Here the dots represent differentiation with respect to time and $\boldsymbol{i}$, $\boldsymbol{j}$, $\boldsymbol{k}$ are the unit vectors in the $x$, $y$, $z$ directions respectively. Newton's law of motion can be written

\begin{equation} \boldsymbol{F}=m\boldsymbol{a} \tag{1} \end{equation}

where $m$ is the mass of the planet and $\boldsymbol{F}$ is the force on the planet. Let $\hat{\boldsymbol{r}}$ be a unit vector in the $\boldsymbol{r}$ direction.
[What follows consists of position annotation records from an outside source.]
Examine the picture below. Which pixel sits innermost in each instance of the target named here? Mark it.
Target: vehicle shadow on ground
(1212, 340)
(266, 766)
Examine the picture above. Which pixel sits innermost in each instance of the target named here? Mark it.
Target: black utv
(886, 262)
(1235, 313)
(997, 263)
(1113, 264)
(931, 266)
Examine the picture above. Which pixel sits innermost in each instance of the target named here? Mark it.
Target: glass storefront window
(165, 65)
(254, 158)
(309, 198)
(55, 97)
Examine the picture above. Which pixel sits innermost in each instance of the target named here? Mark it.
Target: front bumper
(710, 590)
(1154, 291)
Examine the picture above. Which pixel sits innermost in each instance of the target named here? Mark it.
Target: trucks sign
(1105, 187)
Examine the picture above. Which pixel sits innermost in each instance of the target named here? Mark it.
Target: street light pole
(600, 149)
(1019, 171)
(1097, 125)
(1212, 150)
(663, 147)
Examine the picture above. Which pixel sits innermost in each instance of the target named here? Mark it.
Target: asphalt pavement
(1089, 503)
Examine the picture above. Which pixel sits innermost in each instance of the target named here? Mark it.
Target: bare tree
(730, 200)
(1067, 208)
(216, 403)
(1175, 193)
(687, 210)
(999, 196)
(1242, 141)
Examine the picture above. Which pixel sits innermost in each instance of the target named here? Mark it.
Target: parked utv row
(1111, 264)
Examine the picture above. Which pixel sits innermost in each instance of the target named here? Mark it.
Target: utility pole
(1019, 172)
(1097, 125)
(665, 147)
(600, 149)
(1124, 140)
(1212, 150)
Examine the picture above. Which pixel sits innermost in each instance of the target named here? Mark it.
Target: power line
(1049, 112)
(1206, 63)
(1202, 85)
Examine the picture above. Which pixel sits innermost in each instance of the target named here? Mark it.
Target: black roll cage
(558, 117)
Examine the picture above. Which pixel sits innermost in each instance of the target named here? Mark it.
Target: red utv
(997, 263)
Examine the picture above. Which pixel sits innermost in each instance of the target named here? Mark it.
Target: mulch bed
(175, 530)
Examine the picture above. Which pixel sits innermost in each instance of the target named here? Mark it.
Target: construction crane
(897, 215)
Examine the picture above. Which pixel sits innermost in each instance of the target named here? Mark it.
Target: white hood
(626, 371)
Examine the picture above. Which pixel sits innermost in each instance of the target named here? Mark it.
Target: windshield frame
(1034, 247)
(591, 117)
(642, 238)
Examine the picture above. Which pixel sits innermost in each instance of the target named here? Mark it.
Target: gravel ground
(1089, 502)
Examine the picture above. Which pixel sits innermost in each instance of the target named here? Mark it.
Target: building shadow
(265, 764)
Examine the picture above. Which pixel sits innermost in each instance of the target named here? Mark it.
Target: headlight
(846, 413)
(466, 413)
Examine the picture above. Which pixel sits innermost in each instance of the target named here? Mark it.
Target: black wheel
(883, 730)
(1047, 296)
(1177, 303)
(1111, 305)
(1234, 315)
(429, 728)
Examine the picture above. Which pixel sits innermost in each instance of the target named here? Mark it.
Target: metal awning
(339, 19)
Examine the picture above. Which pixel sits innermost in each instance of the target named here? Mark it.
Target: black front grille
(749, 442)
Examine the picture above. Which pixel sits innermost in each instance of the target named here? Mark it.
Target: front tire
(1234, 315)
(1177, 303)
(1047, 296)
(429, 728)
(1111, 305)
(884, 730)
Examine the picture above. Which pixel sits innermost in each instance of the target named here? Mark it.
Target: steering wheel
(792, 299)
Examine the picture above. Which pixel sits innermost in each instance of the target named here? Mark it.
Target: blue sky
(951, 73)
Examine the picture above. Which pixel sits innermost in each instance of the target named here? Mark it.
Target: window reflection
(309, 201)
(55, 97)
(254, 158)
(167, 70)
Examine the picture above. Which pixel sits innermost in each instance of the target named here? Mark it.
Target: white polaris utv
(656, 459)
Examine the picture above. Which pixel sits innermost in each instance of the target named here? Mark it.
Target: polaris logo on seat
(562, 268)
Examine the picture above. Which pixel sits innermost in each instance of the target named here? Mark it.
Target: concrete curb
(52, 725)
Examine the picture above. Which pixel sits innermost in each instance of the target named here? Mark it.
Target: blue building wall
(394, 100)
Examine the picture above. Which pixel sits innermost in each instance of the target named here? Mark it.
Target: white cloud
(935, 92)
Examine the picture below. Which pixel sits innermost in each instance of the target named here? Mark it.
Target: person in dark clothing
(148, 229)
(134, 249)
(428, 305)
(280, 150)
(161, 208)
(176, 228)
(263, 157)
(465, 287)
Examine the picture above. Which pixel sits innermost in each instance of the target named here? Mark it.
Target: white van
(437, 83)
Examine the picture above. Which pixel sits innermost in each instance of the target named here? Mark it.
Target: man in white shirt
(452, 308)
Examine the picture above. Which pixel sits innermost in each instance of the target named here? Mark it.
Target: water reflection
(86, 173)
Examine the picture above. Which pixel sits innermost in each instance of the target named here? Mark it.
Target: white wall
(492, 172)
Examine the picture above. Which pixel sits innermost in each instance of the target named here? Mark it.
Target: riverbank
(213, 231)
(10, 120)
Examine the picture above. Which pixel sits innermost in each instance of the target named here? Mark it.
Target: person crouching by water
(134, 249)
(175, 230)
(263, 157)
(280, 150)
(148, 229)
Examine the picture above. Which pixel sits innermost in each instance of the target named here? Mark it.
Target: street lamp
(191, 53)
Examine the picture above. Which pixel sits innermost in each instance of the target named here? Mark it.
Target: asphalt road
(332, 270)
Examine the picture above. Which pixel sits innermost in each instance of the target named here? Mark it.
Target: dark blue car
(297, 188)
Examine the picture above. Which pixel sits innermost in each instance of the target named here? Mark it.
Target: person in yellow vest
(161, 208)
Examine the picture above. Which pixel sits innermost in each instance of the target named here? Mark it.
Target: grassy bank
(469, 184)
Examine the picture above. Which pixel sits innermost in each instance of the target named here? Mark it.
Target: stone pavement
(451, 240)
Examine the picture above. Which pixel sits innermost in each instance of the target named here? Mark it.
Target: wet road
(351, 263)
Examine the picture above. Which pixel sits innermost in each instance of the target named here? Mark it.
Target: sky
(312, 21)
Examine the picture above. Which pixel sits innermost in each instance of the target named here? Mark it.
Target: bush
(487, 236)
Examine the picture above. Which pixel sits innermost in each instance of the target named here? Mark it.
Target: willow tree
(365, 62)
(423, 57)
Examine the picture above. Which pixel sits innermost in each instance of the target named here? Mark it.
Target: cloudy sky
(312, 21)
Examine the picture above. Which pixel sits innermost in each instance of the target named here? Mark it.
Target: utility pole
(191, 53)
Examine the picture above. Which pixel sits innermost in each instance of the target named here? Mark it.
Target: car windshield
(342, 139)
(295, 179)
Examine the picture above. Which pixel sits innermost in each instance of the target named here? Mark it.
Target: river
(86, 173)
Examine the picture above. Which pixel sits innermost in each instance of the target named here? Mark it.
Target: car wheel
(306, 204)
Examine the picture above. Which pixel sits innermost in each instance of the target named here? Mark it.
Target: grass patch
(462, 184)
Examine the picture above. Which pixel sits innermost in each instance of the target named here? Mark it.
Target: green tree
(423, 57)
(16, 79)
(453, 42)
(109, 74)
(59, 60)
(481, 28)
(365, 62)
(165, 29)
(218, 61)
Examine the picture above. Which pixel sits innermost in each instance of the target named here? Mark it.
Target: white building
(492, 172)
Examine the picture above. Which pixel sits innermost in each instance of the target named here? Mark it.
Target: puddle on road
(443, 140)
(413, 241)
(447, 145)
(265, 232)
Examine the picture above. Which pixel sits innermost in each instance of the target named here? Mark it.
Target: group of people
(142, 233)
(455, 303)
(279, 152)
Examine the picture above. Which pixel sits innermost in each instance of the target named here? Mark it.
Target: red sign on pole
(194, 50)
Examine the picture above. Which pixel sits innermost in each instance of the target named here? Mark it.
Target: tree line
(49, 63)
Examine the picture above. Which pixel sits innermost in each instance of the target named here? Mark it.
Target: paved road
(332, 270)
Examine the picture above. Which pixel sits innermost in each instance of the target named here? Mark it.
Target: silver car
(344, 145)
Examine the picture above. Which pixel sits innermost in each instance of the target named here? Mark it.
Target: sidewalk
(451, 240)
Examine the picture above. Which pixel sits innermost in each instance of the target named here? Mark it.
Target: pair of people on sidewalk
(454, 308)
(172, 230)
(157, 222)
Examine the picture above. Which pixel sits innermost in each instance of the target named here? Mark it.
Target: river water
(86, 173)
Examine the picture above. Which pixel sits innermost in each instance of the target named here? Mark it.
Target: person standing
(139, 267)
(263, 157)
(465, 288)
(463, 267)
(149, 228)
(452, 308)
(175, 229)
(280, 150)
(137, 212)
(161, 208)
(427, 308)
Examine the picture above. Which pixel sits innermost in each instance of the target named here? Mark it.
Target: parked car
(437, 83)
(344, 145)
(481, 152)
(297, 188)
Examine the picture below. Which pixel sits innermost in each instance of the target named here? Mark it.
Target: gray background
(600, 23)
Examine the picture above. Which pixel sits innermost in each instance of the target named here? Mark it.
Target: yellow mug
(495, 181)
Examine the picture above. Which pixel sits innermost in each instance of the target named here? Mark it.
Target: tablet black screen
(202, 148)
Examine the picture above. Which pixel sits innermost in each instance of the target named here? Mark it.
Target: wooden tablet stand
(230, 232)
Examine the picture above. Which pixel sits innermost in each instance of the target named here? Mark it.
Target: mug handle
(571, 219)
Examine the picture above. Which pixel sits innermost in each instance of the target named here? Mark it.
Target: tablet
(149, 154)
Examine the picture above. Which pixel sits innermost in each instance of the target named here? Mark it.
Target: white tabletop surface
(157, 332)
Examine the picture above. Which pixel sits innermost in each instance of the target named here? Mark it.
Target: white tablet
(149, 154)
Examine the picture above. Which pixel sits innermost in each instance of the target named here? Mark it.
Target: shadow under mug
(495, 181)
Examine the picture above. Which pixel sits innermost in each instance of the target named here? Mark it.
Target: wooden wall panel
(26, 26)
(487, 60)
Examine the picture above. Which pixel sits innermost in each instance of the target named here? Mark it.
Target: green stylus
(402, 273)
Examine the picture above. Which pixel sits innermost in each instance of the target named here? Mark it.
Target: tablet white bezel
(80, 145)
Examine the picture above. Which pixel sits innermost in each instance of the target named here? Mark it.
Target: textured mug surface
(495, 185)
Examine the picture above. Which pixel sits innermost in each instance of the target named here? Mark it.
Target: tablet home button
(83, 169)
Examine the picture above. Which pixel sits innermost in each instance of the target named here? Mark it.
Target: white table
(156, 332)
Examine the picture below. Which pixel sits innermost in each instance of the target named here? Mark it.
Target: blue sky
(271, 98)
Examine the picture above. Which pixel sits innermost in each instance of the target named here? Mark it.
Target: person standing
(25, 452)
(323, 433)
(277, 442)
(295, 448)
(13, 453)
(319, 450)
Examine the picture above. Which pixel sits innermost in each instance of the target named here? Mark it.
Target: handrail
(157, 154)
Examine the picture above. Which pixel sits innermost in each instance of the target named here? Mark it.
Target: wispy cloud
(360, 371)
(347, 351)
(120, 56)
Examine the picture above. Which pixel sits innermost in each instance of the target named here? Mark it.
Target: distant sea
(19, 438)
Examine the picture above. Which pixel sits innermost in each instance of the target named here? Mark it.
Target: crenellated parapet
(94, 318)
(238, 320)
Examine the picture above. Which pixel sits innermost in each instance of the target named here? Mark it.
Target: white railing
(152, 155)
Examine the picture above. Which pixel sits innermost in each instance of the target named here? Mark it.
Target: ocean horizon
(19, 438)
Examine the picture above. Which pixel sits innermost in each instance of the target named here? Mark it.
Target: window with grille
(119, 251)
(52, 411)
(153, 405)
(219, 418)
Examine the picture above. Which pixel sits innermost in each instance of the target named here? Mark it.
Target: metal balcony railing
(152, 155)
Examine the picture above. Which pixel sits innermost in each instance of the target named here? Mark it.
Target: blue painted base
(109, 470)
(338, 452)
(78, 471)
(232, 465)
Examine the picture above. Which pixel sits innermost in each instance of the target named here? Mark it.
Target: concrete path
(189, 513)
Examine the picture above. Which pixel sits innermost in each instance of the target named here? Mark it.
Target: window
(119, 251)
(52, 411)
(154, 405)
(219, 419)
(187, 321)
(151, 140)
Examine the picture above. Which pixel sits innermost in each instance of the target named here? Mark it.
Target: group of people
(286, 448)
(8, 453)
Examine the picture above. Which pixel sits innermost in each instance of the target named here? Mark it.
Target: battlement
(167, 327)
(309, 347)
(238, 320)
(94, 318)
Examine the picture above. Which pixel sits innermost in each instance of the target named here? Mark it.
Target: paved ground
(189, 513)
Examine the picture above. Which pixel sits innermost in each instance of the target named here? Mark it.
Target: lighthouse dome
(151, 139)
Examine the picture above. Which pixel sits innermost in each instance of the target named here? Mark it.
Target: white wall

Then Newton's law of gravitation applied to the earth and sun is given by

\begin{equation} \boldsymbol{F}=-\frac{GMm}{r^2}\,\hat{\boldsymbol{r}}=-\frac{GMm}{r^3}\,\boldsymbol{r} \tag{2} \end{equation}

where $G$ is a constant, $M$ is the mass of the sun, and $r$ is the magnitude of $\boldsymbol{r}$. Combining equations (1) and (2), we get

\begin{equation} \boldsymbol{a}=\ddot{\boldsymbol{r}}=-\frac{GM}{r^3}\,\boldsymbol{r} \tag{3} \end{equation}
Planet moves in a plane

By the product rule for differentiation

\begin{equation*} \frac{d}{dt}\,(\boldsymbol{r}\times\boldsymbol{v})=\boldsymbol{v}\times\boldsymbol{v}+\boldsymbol{r}\times\boldsymbol{a}=0 \end{equation*}

since $\boldsymbol{a}$ is in the same direction as $\boldsymbol{r}$ by equation (3). Here the symbol $\times$ represents the vector cross-product. Thus, the vector

\begin{equation*} \boldsymbol{h}=\boldsymbol{r}\times\boldsymbol{v} \end{equation*}

is a constant. It follows that $\boldsymbol{r}$ and $\boldsymbol{v}$ lie in the plane orthogonal to $\boldsymbol{h}$. We will choose our coordinate system so that $\boldsymbol{k}$ is in the direction $\boldsymbol{h}$. Thus,

\begin{equation} \boldsymbol{h}=\boldsymbol{r}\times\boldsymbol{v}=h\boldsymbol{k}\qquad \text{where $h\gt 0$}. \tag{4} \end{equation}
Kepler's Second Law

Figure 10 shows the area swept out by the position vector in a small increment of time. $\Delta\theta$ is the small change of angle.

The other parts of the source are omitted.